It is important to note that the prevalence of Gli amplification in our GPP53 model is higher than in human BCCs, where analogous amplifications are seen in 8% of tumors and may drive resistance to SMO antagonists (Atwood et al., 2015; Bonilla et al., 2016; Buonamici et al., 2010; Sharpe et al., 2015). Since our mice are not exposed to UV radiation, this likely affects the spectrum of mutations that arises in our models. Apart from direct Gli amplification, there are likely many ways by which BCCs can hyperactivate downstream Hh signaling. For instance, Gli activity can be enhanced by aPKC, transforming growth factor β (TGFβ), and AP-1 (Atwood et al., 2013; Yao et al., 2020), while the phosphatidylinositol 3-kinase (PI3K)/Akt and epidermal growth factor (EGF) pathways can cooperate with canonical Hh signaling to promote downstream activity (Chow et al., 2021; Eberl et al., 2012; Kim et al., 2016).
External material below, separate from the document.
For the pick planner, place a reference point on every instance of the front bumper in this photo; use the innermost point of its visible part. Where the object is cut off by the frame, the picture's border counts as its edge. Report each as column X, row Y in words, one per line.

Regardless of Gli amplification status, all type 1 macroscopic tumors upregulated Mycn, which plays critical roles in many tumors, including nervous system cancers, prostate cancer, and retinoblastoma (Rickman et al., 2018; Wu et al., 2017). We further demonstrated that MYCN overexpression induces certain features of tumor progression, including increased proliferation and reduced differentiation. Notably, Mycn is a downstream target of Hh signaling (Hatton et al., 2006; Mill et al., 2005) (Figure S6F), yet this gene is still frequently mutated in BCC (Bonilla et al., 2016; Freier et al., 2006). This further supports the view that neither loss of Ptch1 nor gain of Smo is sufficient for tumor progression. Rather, mutations that augment MYCN levels may provide a secondary boost for tumors to sustain high-level proliferation while limiting differentiation. Collectively, these data indicate that MYCN is likely situated at a critical nexus for driving BCC progression and possibly drug resistance.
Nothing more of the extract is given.